Cassian stuck his head through the doorway. “Got a minute?”
“Sure.” She always had time for Cassian, her second in command. As the patron saint of shorthand writers, he sometimes filled in for her when she desperately needed a vacation. Thank God she was the patron saint of that Caribbean island. St. Francis had Upington, South Africa, and things were often tense there.
“Francis called. He wants to know if you can keep an eye on Baker, Oregon while he’s at the school board meeting.”
Lucy sighed. God had stressed that it was important for them all to support Francis de Sales, patron saint of educators, in their current time of need. It was very, very important that teachers not lose faith just now, He said. Luckily, Francis’s favors usually involved keeping track of some obscure little country or some peculiar slice of the population, and with fewer devotees, crises were less likely.
Lucy realized Cassian was waiting for her answer. “Fine.”
“He also wants to know if you’re doing anything about the First Amendment.”
“No.
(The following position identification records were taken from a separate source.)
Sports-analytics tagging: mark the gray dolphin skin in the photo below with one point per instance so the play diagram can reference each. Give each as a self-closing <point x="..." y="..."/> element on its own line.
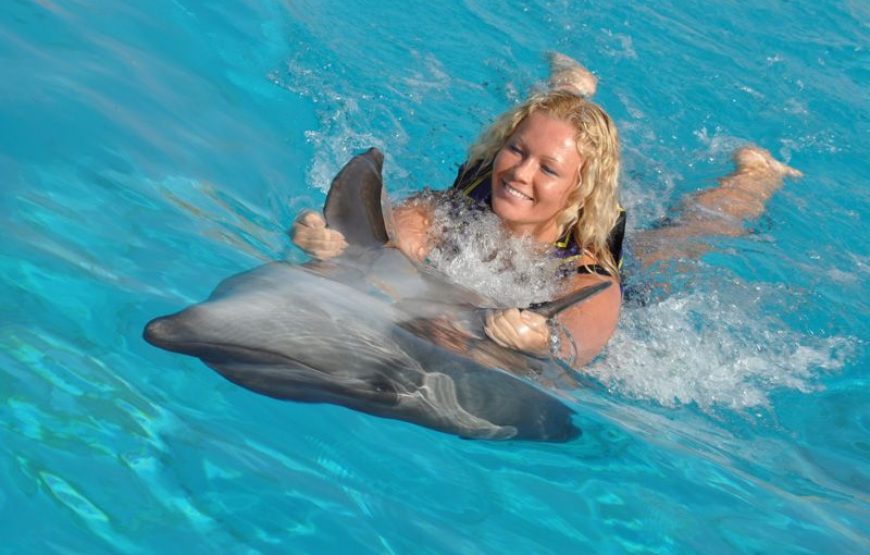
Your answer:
<point x="372" y="332"/>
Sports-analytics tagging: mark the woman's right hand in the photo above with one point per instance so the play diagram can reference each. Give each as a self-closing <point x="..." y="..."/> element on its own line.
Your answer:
<point x="310" y="234"/>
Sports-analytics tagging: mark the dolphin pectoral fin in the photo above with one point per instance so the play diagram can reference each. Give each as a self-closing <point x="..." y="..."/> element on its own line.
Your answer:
<point x="552" y="308"/>
<point x="354" y="203"/>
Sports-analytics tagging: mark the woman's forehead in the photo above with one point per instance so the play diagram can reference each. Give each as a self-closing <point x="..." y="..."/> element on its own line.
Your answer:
<point x="558" y="137"/>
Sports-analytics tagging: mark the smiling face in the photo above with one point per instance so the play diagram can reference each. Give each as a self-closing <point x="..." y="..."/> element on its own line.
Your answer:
<point x="534" y="174"/>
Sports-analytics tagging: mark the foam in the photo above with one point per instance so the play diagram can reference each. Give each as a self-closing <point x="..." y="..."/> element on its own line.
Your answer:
<point x="473" y="249"/>
<point x="715" y="349"/>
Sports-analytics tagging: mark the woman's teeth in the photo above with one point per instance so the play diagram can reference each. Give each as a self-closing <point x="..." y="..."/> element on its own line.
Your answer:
<point x="515" y="193"/>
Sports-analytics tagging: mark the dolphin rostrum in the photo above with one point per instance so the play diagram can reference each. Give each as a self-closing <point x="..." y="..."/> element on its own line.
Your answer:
<point x="370" y="331"/>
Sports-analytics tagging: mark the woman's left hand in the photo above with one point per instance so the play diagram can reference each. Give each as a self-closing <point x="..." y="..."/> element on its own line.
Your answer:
<point x="521" y="330"/>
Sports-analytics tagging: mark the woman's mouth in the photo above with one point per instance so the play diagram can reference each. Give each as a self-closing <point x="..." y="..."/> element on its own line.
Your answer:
<point x="515" y="192"/>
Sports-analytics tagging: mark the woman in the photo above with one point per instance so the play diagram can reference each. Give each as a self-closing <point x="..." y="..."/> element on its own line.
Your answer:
<point x="548" y="168"/>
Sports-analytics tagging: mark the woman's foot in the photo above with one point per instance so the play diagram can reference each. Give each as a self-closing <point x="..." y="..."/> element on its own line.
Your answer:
<point x="567" y="73"/>
<point x="743" y="194"/>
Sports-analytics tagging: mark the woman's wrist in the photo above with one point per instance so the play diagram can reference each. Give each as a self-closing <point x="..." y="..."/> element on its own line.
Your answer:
<point x="561" y="340"/>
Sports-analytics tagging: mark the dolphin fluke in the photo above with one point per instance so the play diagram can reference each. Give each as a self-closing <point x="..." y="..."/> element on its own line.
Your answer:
<point x="341" y="333"/>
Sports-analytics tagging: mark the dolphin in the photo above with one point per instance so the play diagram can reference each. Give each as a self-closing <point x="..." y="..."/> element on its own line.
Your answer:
<point x="373" y="332"/>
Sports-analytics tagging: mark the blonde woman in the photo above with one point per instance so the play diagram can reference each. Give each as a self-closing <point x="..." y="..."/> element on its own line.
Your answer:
<point x="548" y="168"/>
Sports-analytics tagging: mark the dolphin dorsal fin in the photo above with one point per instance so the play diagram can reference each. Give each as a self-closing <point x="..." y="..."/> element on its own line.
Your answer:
<point x="353" y="205"/>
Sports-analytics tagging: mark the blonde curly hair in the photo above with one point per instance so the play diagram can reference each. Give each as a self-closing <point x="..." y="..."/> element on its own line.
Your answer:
<point x="593" y="207"/>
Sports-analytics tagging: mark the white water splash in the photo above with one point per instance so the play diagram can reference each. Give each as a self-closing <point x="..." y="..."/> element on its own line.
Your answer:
<point x="473" y="249"/>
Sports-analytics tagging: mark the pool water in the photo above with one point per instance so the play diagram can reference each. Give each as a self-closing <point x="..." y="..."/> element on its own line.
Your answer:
<point x="150" y="149"/>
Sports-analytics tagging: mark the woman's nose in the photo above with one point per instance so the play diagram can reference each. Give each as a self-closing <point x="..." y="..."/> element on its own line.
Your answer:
<point x="523" y="170"/>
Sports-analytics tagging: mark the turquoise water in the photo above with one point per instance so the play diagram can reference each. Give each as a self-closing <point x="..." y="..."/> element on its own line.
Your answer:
<point x="149" y="149"/>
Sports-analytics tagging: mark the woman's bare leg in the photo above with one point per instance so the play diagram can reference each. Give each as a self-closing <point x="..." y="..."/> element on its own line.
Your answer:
<point x="718" y="211"/>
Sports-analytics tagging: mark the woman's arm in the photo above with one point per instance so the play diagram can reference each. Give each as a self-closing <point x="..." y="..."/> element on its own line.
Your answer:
<point x="587" y="325"/>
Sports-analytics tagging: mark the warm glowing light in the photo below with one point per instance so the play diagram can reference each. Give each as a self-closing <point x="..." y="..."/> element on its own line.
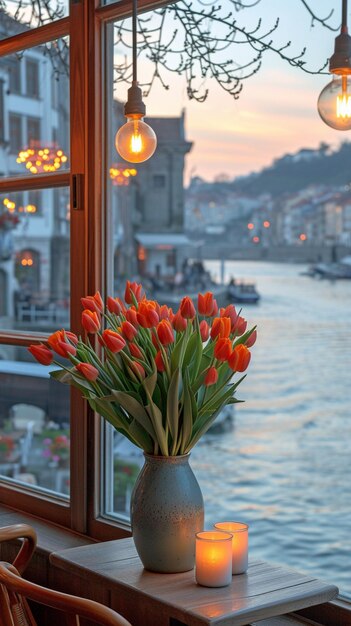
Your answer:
<point x="38" y="159"/>
<point x="120" y="174"/>
<point x="136" y="141"/>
Fuck it. That’s his job. I do fiction, not facts.”
Cassian raised an eyebrow. “In today’s current political climate, that’s a gray area, but I’ll just say ‘no.’ ” He flipped over a page in his notebook. “Decisions next?”
“We can’t use pig eyeballs in the appearance on Sunday. The animal activists have been bugging St. Anthony about that again.”
“Not even pigs that are already dead?”
“Can we use those gelatin molds with milk or something, like we did for the vegetarians?”
“I was thinking glass eyes,” Cassian said. “Gelatin comes from cows.”
“Glass eyes roll off the golden plate,” Lucy said. “It’s a pain in the ass. Make the gelatin eyes again, and slice off the back so they’ll stick to the plate. Tell ’em they’re made with soy milk if you have to.” Cassian agreed.
“Next, palm fronds,” Cassian said. “We’ve been getting them from a nursery in southern California that just got busted for hiring illegal immigrants. Should we continue patronizing them, or should we find another nursery?”
“Find out about their business practices, then ask Xavier what he would do,” Lucy said. As the patron saint of immigrants, St. Frances Xavier Cabrini had surely already encountered this situation or one like it. “And if Xavier says we should switch nurseries, ask Paul where we should get them.” Palm fronds, the symbol of victory over evil, were important to get right, especially nowadays.
“Paul the Apostle?”
“No, Paul of Thebes. A palm tree is one of his attributes.”
“That’s Paul the First Hermit, right?” Cassian looked confused. “Is he going to know what I’m talking about?”
“He may be a hermit, but he has wicked fast internet,” Lucy said. “He’ll know. Or he’ll Google it.”
“I could Google it — ”
“Get Paul’s opinion first. Don’t be nervous. He’s just introverted, not crazy.”
“Okay,” Cassion said, scribbling on his notepad. He flipped it closed, and paused, looking at Lucy closely. “You feeling okay?”
“Sorry if I sound short. Maybe I’m coming down with something.” As the patron saint of throat infections and epidemics, it seemed like she was always fighting off strep or plague. As long as it’s not dysentery, she thought wryly.
“Maybe you need something with lots of vitamin C in it,” Cassian suggested. “Like a margarita. Full of lime juice. I know an island in the Caribbean where you can get one.”
“Maybe I will,” Lucy said, thinking of the overstuffed sofas in the bar of the Luxe Hotel. Maybe she’d put her feet up, sip something cold and sweet, and count her blessings. Her real blessings. “Maybe I just will.”